いけない。ただでさえ、ほのぼのとしたふたりの時間を蜂蜜をぶっかけるという行為で壊したばかりなのだ。それに、このまま目の前の恋人を食べてしまうなんて、盛り時の中学生でもあるまいし。
臨也は猫みたいにぺろぺろなめてくるかわいい恋人に微笑みかけた。なんとかして、普段のような余裕を取り戻さないと。
だから、そんなことを言ったのも、静雄をからかっていつもの自分に戻ろうとしただけだったのだ。
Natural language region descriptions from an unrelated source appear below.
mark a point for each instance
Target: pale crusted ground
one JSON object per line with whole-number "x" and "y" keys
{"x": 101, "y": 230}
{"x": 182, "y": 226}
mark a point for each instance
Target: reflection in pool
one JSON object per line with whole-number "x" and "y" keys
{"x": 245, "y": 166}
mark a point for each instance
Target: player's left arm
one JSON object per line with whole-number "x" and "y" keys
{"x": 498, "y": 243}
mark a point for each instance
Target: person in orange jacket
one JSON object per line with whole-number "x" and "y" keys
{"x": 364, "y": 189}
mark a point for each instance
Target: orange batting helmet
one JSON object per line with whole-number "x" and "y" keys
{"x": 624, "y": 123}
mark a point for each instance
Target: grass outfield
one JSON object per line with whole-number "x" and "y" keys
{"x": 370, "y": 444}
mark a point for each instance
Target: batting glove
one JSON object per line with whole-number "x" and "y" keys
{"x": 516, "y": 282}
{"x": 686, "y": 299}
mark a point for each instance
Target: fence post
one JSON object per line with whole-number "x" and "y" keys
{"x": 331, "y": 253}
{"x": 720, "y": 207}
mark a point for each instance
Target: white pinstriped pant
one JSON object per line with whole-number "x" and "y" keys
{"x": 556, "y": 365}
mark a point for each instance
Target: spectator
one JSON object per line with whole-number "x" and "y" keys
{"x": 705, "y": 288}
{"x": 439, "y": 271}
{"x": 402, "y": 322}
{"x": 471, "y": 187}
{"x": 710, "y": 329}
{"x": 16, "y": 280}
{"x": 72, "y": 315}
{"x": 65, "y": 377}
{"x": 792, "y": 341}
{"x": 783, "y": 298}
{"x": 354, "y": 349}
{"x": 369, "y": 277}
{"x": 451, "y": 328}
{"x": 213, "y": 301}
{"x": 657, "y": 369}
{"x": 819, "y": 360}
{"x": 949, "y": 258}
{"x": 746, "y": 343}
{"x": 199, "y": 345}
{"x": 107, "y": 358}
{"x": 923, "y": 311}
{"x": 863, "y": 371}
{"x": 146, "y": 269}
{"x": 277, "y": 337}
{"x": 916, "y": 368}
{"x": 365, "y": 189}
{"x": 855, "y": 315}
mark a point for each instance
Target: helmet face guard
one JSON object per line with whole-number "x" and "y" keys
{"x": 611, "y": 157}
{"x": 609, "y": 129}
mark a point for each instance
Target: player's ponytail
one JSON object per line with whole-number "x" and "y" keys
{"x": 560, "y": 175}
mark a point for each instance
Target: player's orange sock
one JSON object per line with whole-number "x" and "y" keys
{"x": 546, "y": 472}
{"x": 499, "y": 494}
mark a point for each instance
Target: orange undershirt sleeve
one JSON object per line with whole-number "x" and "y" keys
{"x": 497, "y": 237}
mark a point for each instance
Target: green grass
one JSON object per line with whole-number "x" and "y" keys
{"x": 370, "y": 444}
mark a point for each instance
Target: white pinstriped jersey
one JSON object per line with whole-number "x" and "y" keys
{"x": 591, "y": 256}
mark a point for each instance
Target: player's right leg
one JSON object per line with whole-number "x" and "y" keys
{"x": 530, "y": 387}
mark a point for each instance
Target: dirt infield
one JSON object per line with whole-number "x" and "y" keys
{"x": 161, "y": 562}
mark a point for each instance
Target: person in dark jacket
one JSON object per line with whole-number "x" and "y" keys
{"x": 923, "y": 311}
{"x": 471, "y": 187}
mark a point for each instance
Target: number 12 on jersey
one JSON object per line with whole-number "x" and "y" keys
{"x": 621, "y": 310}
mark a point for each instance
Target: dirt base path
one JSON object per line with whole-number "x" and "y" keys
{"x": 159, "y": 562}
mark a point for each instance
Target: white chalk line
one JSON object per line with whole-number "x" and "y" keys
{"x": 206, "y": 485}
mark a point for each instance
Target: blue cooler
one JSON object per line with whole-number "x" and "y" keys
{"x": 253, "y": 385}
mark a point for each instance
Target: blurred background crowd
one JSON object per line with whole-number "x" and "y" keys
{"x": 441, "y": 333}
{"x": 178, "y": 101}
「まあ、蜂蜜もシズちゃんもなめられるなんて、確かにすごい贅沢だよね。あ、シズちゃんもそう思ったんでしょ? 蜂蜜だけじゃなくて、大好きな俺のこともなめたかったわけだ」

ぽかんとした静雄は、臨也の予想通りに悪態を吐かなかった。
ただ、頬を真っ赤にしてうつむいただけ。
ああ、そうですか。そうなんですか。そんな素敵な展開になっちゃうんですか。ぷつんと切れた糸のような何かに、臨也は静雄への気遣いもプライドも投げ捨て、静雄の頬をいやらしくなめ上げる。

「ひ、」
「ほら、なめてよ。俺ばっか、ずるいんでしょ?」
「な、いざやっ」
「悪いのは君なんだから。おとなしくいただかれなさい」

せっかく蜂蜜がかかって美味しそうなんだしね。にやりと笑った臨也は、もう完全に捕食者の顔だった。